Pillars for Pioneers

The following ten pillars of the reforms advocated here are provided to succinctly outline the territory to be chartered.

Ten Pillars of Public Education Reform

  1. Public education systems comprised of community schools attended by all neighborhood children are not only the best way to educate children; they are also the best way to build the strong communities that form the backbone of a healthy society.
  2. Community schools can consist of schools within schools thereby making alternative learning environments readily available to all students.
  3. The route to evolutionary change involves real choices, but they do not include what is commonly known as “school choice”. Choices are offered within community schools with the options being equallyvisible and accessible to all students.
  4. Change is not dictated, and it is not driven by coercion. It is the result of awareness building, and the speed of change is determined by the readiness of people to adopt it.
  5. Reform can be accomplished through incremental change managed at a pace that does not scare away potential participants.
  6. A person’s education is not governed by majority rule, but rather by individual rights and freedoms.
  7. Age-segregation is an obstacle to children’s healthy development and must be discarded.
  8. Individual freedom to learn requires doing away with mass scheduling.
  9. Schools need to be small enough that nobody is anonymous.
  10. With today’s technology and a rethink of how to provide students with learning opportunities, small schools can expose students to a vast variety of quality learning experiences that far exceed those of any massive composite school.

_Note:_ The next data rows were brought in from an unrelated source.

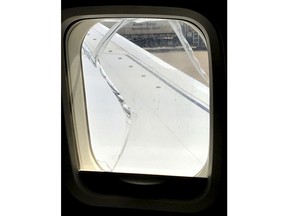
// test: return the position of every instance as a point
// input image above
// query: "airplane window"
(146, 98)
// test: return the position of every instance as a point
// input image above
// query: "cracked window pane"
(146, 84)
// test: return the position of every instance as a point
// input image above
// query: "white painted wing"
(168, 131)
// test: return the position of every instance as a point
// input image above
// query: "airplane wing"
(144, 115)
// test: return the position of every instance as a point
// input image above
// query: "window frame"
(81, 181)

Three reasons for establishing these pillars are summarized as follows:

Three Motivators Driving Democratic Reform Efforts

  1. The Need to Get It Right

Despite the determined, decades-long efforts of intelligent people to solve the problems in public education, the problems persist. A fundamentally different approach is required.

  1. The Need to Cut Costs

Tapscott and Caston in their book “Paradigm Shift” said: “If you want to control, you design organizations for accountability. If you want to accomplish, you design for commitment.” Accountability is expensive. It involves management layers along with constant assessment and record keeping. Autocratic school systems consequently direct large parts of school funding to pay for these coercive practices. Democratic systems operate with flattened hierarchies where the learners hold themselves accountable. This means that the cost of public education can be greatly reduced with no impact on the quality of learning and no tampering with student/teacher ratios.

  1. The Need to Cultivate a Strong Citizenry

Repeating from the introduction, if children are to be thoughtful citizens who assume responsibility for themselves and contribute to making the world a better place, then they need to live in democratic environments where they acquire the skills to effectively participate in decision-making while they develop the attitude that they can make a difference. Children with such skills will be valued citizens who do not add to the social costs incurred when schools fail them.